Interaction Techniques
- Selection: We choose to use both mouse hover and tap methods of selection. Hovering over a nation with data on the map causes a tooltip pop-up box to appear detailing the exact value of pollutant emissions for that nation. We chose to use hovering for this function to avoid cluttering the display with unwanted statistics, while enabling the user to quickly view more detail. Using a tool tip allowed us to separate hovering for detail from clicking, which we use for a different function. Interacting by double clicking on a country zooms in and allows the user to explore in greater detail. Double clicking therefore only alters the display, and is not involved with encoding data.

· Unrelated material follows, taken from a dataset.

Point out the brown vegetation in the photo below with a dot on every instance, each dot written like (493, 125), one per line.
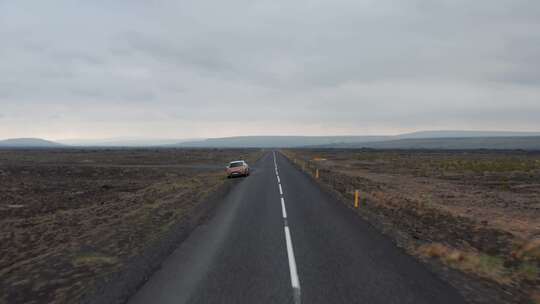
(477, 212)
(71, 218)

- Data and View Specification: We chose to use filtering to display specific data fields on the map. One implementation of filtering is through our time slider, which allows the user to filter by year. We chose to make the time variable interactive through a slider to emphasize the ordinal and continuous nature of time. The interactive slider doubles as a play/pause button, updating the time filter continuously to better convey change over time.
We also used filtering to enable the user to select independent and dependent data fields to display. We maintained a minimalistic display by nesting policies under heading categories and displaying impacts in a scrollable top bar, avoiding cluttering the page. Filtering is applied when a user clicks on a data field, which is then highlighted to show which data is being displayed.
Some variatiations we considered (and our reasons for rejecting them) are as follows:
- Area Encoding: We chose to reject using area to encode pollutant level because we wanted to preserve the geographic orientation of the countries. Maintaining the proximity and orientation of countries allows the user to notice trends across larger regions. We also noted that a country's size might impact the effect of its pollutants on the world, so we wanted to preserve this relationship.
- Detail Filtering: We chose to reject using a filter to display more detail. Our prototype supports double-clicking on a region by zooming the display so the region fills the screen. Initially, we considered displaying pollution data for the sub-regions within a region, allowing a user to view more details by clicking. We ultimately rejected this interaction technique because our data was not extensive enough to support a detailed view for all nations.
Development Process
Add: An overview of your development process. Describe how the work was split among the team members. Include a commentary on the development process, including answers to the following questions: Roughly how much time did you spend developing your application (in people-hours)? What aspects took the most time?
Primary roles for the development of this project were as follows:
- Chris Choi: Coordinator
- Marisa Yamasaki: UX Lead + Primary Writer
- Max Glass: Data Lead
- Ollin Boer Bohan: Tech Lead
We met three times as a full team during the project, in addition to corresponding over Slack and holding one-on-one meetings. During our first meeting, we decided which dataset to use and chose team roles. During our second meeting, we created a basic plan of which encoding channels and interaction techniques to use for our display. At the third meeting, we presented a static digital mockup of the prototype layout and came to a consensus on the positioning of headers, legends, and variables. When not meeting together, we completed individual work according to our team roles, including searching for additional data sources, data wrangling, layout development, color palette analysis, and programming.
We spent somewhere between 25 (known minimum) and 60 (potential maximum) hours in total. The most time-consuming aspects were data collection/formatting and debugging JavaScript.